Market researchers, software vendors and bloggers like to hype up the radical newness of advanced analytics technologies. Sometimes, you’d think we were on the eve of putting Skynet into production.
But text analytics is pretty much as old as the technology of language itself. Traditionally, people just called it “reading.”
The difference is that now, software can read text as easily as human beings, not to mention much more quickly.
With text analytics, you can spot patterns in massive collections of textual data that an individual human mind could never detect.
Sounds great, right? It is. The catch with text analytics, like many technologies in the advanced analytics space, is that it’s also complex and difficult.
To bring light to the befuddled, we’ll share some insights from Gartner’s Market Guide for text analytics and break down some of the jargon you need to know to use these tools.
Here’s what we’ll cover:
OK, So What Is Text Analytics?
There’s much more to text analytics than just algorithms and complex software, because its object is language instead of conveniently normalized data in a data warehouse.
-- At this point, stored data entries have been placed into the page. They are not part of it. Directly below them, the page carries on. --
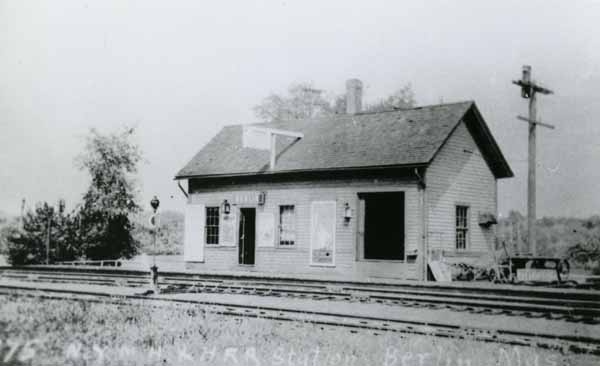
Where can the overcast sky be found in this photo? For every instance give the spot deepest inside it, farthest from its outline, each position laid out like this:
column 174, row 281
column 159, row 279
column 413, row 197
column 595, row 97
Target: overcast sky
column 180, row 70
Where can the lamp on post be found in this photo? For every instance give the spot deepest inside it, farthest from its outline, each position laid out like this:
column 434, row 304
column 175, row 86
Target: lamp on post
column 154, row 203
column 347, row 213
This means that before the machine can perform pattern recognition, it needs to extract the linguistic meaning from textual data. In other words, the machine must read the text before it can truly be analyzed.
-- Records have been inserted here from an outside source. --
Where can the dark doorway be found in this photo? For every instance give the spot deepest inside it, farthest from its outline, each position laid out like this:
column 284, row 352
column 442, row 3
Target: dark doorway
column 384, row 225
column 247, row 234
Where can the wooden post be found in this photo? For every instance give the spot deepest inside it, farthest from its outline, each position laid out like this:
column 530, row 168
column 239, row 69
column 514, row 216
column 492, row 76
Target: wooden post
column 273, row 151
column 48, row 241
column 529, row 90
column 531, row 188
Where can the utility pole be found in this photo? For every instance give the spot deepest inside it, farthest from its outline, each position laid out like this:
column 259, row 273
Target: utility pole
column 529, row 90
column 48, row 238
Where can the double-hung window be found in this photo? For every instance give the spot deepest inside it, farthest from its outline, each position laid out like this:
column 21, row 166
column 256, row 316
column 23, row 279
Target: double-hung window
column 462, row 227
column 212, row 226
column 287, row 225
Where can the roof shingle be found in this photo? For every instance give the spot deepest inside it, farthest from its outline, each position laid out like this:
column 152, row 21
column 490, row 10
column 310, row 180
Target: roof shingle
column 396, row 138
This is why many text analytics tools structure the text mining workflow as a pipeline, running from raw data to output:
According to Gartner’s Market Guide for Text Analytics (this content is available to Gartner clients) by Alan D. Duncan, Alexander Linden, Hanns Koehler-Kreuner, Ehtisham Zaidi and Shubhangi Vashisth, “At a high level, a text analytics system is a pipeline process comprising three stages:
- Text acquisition and preparation
- Processing and analysis
- Output (that is, visualization, presentation and deployment).”
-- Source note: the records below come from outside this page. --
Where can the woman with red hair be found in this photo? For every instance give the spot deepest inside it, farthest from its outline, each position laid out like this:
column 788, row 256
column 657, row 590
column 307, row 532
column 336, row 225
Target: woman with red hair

Text acquisition and preparation is the most straightforward stage. Many text analytics tools can read directly from flat files such as Excel files, relational databases and web sources, e.g., Twitter and Facebook. The text is then prepared using some basic operations shown in the above diagram.
The magic happens at the processing and analysis stage. Gartner’s report explains that text analytics involves “a combination of both linguistic and machine-learning statistical techniques in processing and analysis of text source. Where the linguistic technique is provided for data preparation and customization of the model, the machine-learning technique will be applied to get a more rapid result for weighting. That means the text source will be ‘parsed’ and ‘chunked’ linguistically before any run through of the machine-learning algorithms for classification.”
We won’t get into the nitty-gritty details of how linguistic techniques differ from machine-learning based techniques here, other than to note that this is a key way in which vendors differentiate their offerings. To truly understand linguistic approaches to text analytics, you literally need a Ph.D. in linguistics.
Instead, let’s look at some of the more basic steps you can easily perform yourself with a free or open-source text mining solution. These steps are the linguistic “parsing” and “chunking” steps Gartner mentions.
In other words, they aren’t the final steps in text analytics, but necessary operations that must be performed before machine-learning algorithms can be applied.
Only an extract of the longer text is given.